El académico de número analiza el concepto de meritocracia y su papel en la sociedad contemporánea en una columna de El Mercurio.
Uno de los tópicos más antiguos, a la vez que nuevo, de los debates ideológicos contemporáneos es el lugar que ocupa el mérito en las trayectorias individuales y en los arreglos colectivos de la sociedad. Según algunos, la meritocracia sería quizá el ideal más universalmente compartido.

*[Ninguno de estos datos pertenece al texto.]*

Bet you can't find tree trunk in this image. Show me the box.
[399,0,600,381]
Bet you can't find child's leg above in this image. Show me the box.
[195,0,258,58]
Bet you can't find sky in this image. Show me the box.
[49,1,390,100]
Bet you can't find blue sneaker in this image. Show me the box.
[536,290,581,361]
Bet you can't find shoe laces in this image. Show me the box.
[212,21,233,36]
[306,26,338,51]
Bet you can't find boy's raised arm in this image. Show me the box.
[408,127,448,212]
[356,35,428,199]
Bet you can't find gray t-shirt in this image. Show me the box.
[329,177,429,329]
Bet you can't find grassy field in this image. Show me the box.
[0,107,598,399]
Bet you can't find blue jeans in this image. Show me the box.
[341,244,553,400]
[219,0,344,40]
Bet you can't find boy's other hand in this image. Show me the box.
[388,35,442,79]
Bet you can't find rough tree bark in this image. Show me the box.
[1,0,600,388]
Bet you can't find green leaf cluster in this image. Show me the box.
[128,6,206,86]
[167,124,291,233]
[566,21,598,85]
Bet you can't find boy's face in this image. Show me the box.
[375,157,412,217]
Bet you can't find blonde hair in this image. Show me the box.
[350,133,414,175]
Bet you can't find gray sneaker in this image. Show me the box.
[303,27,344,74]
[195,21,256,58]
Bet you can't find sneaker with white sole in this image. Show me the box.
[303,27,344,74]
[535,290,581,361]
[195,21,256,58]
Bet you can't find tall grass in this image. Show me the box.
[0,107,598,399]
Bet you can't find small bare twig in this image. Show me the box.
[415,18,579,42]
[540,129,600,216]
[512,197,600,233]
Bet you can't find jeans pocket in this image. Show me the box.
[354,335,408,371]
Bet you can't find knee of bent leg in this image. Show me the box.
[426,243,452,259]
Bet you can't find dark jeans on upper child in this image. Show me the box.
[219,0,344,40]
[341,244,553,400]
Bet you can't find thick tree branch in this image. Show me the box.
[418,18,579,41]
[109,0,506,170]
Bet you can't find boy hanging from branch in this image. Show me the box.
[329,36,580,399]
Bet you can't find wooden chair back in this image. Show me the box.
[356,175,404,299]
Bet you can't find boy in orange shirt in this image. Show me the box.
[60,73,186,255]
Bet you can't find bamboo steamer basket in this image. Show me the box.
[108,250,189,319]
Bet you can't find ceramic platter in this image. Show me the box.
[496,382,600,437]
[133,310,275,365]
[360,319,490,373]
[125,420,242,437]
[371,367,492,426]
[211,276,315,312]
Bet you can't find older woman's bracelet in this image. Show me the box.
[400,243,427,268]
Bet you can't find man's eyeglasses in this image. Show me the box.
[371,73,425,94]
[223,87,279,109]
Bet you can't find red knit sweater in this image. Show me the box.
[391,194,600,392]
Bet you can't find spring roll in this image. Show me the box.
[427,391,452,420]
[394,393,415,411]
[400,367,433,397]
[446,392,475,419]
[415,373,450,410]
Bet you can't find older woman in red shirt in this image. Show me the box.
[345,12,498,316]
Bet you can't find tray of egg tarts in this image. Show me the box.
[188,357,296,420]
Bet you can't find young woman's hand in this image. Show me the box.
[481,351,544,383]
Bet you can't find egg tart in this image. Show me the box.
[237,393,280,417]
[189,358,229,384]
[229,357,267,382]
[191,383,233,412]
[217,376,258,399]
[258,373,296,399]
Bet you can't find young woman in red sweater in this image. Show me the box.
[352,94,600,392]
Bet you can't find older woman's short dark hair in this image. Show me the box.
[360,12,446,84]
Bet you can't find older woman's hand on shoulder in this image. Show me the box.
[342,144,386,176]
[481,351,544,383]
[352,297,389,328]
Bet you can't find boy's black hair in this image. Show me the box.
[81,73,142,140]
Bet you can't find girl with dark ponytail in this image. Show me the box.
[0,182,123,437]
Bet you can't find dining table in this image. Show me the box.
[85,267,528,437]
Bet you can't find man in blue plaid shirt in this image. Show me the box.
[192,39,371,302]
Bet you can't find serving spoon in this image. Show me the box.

Al mismo tiempo, los críticos sostienen que la creencia en, y la práctica de la meritocracia contribuye al aumento de la desigualdad, disminuye la movilidad social, genera indiferencia ante la pobreza y el sufrimiento, y produce otros problemas sociales. Estamos pues frente a conceptos intensamente contestados.
En el plano político de Occidente, ellos vienen discutiéndose desde antiguo. En efecto, la idea de Platón de que la polis debía ser gobernada por lo que en la actualidad llamaríamos una meritocracia pensante, altamente educada y examinada rigurosamente, resuena hasta hoy dentro de los más distintos regímenes ideológicos. En el siglo pasado era compartida por las democracias y el régimen soviético.
Hoy día el presidente Xi llama al PC chino a seleccionar a los funcionarios “en función de sus méritos, independientemente de su origen social”. A su turno, el diario inglés The Guardian observaba hace un tiempo: “En las democracias occidentales, los partidos políticos modernos de centro, izquierda y derecha han hecho cada vez más hincapié en el mérito como base sobre la que debe organizarse la sociedad” (10 de enero 2022).